Il existe un débat ancestral autour du bonheur. Les positions sont partagées : d’un côté, le bonheur pourrait éclore à partir d’éléments extérieurs (amour, famille, réussite, etc.) ; de l’autre, le bonheur émergerait à partir de soi, de son sentiment de plénitude et de contentement. Quelle est la source du bonheur ? Peut-on trouver le bonheur en nous-même ? Ou sommes-nous dépendant·e·s des circonstances qui nous entourent ? Face à ces questions, Confucius propose une réponse radicale, qui nous occupera au cours de cette réflexion.



Vendredi 7 mai, 10h : Qu’est-ce qu’être offensé ?

Sommes-nous facilement offensé·e·s ? Par des actes, des paroles, des idées, des comportements ? On parle souvent de l’offense, mais il est difficile de la définir : elle peut se confondre avec l’indignation, la vexation ou la simple gêne.

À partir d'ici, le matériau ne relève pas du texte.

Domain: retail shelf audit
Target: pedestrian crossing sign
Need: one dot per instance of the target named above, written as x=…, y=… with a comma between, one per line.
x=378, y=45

Pour Ruwen Ogien, philosophe français du 20e siècle, auteur de La liberté d’offenser (2015), l’offense n’est pas un bon guide : on a tendance à être offensé par les comportements et paroles d’autrui alors même
qu’ils ne nous concernent pas. Ce sentiment serait alors trompeur : on s’oppose à quelque chose alors qu’on est simplement dérangé·e, gêné·e, saisi·e par l’inconnu.



Vendredi 4 juin, 10h : L’art permet-il d’expulser les émotions ?

Pleurer en écoutant une chanson, rire au théâtre, avoir peur au cinéma : parfois, nous faisons appel aux œuvres pour nous faire éprouver des émotions. L’art nous permet d’expulser des émotions, d’éprouver des sentiments, de rire, de pleurer. C’est étrange : ce n’est pas notre vie qui est montrée dans l’œuvre d’art, et pourtant, celle-ci résonne avec elle. Les œuvres nous permettent d’expulser nos émotions, nos passions, dirait Aristote, philosophe grec de l’Antiquité. C’est lui qui a parlé, pour la première fois, de la fonction cathartique de l’art : c’est elle que nous explorerons lors de cette discussion.